In bcc, 2 atoms per unit cell; always use density formula: \(\rho = \frac{Z \times M}{a^3 \times N_A}\).

Answer 1

Step 1: Relation in bcc structure.
In bcc, body diagonal = \(4r = \sqrt{3}a\).
Here, edge length \(a = 200 \, \text{pm} = 2 \times 10^{-8} \, \text{cm}\).
Step 2: Volume of unit cell.
\[ a^3 = (2 \times 10^{-8})^3 = 8 \times 10^{-24} \, \text{cm}^3 \] Step 3: Mass of unit cell.

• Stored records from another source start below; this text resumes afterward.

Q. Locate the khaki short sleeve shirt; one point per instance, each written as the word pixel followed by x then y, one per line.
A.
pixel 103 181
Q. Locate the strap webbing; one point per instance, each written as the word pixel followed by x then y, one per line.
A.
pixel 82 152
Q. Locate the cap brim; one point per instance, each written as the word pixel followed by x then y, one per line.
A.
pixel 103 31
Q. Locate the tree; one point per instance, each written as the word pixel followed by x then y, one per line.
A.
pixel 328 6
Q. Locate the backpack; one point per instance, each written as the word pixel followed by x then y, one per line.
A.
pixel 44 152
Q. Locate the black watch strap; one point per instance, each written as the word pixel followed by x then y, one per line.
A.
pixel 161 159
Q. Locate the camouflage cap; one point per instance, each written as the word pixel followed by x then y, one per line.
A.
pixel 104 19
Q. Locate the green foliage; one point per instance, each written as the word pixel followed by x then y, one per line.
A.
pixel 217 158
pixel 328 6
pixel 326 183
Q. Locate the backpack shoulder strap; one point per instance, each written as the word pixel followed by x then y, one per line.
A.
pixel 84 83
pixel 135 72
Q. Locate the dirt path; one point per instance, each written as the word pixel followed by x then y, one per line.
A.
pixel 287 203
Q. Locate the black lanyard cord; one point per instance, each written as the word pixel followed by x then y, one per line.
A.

\[ \text{Mass} = \text{Density} \times \text{Volume} = 7 \times 8 \times 10^{-24} = 5.6 \times 10^{-23} \, g \] Step 4: Atoms per unit cell.
In bcc: 2 atoms/unit cell.
So, molar mass = \(\frac{\text{Mass of unit cell} \times N_A}{2}\). \[ M = \frac{5.6 \times 10^{-23} \times 6.022 \times 10^{23}}{2} \approx 17 \, g/mol \] Step 5: Number of atoms in 20 g.
\[ \text{Moles} = \frac{20}{17} \approx 1.18 \, mol \] \[ \text{Atoms} = 1.18 \times 6.022 \times 10^{23} \approx 1.2 \times 10^{23} \] Step 6: Conclusion.
Number of atoms in 20 g element = \(\approx 1.2 \times 10^{23}\).